Tuesday, January 27, 2009

IMF warns of rough economic ride for African continent


The economies of countries in sub-Saharan Africa have shown surprising resilience in the face of the global economic meltdown, according to the International Monetary Fund (IMF).

However, it warned yesterday that there was no guarantee such resilience could last, and the region should "prepare for a rough ride".

The IMF said the risks to growth in sub-Saharan Africa were quite obvious.

"The food and fuel price shock has put pressure on inflation and external balances," it said. "And the deepening global financial turmoil has put a brake on global growth, giving rise to the potential for lower commodity prices for Africa's exports and reduced capital flows to Africa; as a result, growth in Africa could slow as well."

If the economic clouds on the continent's horizon developed into a storm, its policy makers had to be prepared to respond.

"One of the challenges Africa faces is increasing inflation," said the fund. "The IMF expects inflation in sub-Saharan Africa - excluding Zimbabwe - to rise to 12 percent in 2008, before falling back to 10 percent in 2009.

"The rise in inflation is caused mainly by the food and fuel price shock. In a number of countries demand pressures have also contributed to inflation, sometimes reflecting expansive fiscal policies. As a result of rising prices, particularly of food, poverty may well be on the rise in 2009.

"Higher import prices are also worsening the external balance of most countries in the region, in particular those who are net oil importers.
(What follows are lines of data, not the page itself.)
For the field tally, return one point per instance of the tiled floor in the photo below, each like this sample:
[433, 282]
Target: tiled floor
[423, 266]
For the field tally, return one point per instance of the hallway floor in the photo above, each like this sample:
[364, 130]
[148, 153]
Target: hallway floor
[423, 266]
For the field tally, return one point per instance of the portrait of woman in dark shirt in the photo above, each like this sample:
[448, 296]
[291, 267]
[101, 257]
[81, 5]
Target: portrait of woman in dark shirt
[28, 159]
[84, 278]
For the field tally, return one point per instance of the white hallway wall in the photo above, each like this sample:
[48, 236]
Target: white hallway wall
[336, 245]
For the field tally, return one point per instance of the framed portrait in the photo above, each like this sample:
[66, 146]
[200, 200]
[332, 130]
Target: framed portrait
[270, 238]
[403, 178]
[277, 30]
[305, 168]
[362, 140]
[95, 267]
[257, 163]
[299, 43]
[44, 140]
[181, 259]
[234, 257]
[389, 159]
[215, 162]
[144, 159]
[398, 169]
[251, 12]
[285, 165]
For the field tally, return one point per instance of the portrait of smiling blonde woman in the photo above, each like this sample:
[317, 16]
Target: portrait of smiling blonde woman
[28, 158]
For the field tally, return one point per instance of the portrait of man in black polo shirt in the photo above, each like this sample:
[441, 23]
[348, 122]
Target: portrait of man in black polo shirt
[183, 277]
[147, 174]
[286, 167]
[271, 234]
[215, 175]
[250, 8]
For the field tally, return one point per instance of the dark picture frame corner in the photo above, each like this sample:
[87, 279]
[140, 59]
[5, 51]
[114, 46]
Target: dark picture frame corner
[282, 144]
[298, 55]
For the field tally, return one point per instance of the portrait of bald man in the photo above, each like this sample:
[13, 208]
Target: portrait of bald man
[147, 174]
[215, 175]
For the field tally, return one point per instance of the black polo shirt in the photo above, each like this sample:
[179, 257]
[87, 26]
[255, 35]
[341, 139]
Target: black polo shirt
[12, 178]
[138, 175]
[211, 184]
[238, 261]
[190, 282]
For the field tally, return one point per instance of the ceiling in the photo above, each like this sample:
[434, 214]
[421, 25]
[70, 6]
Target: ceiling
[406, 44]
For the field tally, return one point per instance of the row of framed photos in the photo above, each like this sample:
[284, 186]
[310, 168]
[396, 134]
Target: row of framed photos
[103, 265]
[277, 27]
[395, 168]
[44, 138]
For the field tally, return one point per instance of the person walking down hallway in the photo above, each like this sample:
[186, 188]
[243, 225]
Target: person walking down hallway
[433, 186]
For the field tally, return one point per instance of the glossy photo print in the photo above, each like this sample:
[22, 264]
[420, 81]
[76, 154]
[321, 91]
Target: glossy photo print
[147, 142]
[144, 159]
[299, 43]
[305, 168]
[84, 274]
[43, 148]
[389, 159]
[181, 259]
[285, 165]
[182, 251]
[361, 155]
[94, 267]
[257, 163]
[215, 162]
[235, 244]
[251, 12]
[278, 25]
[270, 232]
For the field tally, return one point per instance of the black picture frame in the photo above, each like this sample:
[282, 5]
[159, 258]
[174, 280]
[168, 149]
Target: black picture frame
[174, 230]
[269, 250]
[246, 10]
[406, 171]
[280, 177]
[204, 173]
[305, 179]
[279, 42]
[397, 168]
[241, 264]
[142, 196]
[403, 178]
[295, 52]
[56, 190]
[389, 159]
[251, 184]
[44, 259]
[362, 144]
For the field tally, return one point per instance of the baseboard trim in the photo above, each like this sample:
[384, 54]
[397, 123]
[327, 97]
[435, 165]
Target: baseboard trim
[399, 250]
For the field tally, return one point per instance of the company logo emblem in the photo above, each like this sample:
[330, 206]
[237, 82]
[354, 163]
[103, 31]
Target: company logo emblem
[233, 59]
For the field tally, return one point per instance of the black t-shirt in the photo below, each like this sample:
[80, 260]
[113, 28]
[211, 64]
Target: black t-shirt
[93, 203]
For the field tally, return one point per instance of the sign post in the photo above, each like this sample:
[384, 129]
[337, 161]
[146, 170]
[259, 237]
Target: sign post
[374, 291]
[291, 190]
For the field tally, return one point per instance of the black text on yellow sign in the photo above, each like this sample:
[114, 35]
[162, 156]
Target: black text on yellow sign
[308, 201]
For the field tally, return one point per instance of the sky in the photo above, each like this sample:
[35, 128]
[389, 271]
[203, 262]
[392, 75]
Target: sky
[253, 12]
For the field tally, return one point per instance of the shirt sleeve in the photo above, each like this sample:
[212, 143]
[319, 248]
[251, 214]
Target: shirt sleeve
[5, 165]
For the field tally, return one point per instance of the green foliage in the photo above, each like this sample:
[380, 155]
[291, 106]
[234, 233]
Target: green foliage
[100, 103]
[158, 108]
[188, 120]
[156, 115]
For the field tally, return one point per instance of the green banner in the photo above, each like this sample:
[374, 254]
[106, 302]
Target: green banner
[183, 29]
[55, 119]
"And the world financial crisis, which has come on top of the food and fuel price shock, now risks further exacerbating external balances by reducing remittances, capital and even aid inflows."

In the absence of more aid, countries could not afford to import as much as they had before. This meant they needed to pass through the increase in food and fuel prices to the economy over time, to encourage adjustment.

A number of countries in the region had fallen behind the curve in fighting inflation.

"In many countries, monetary policies may therefore need to be tightened to preserve price stability."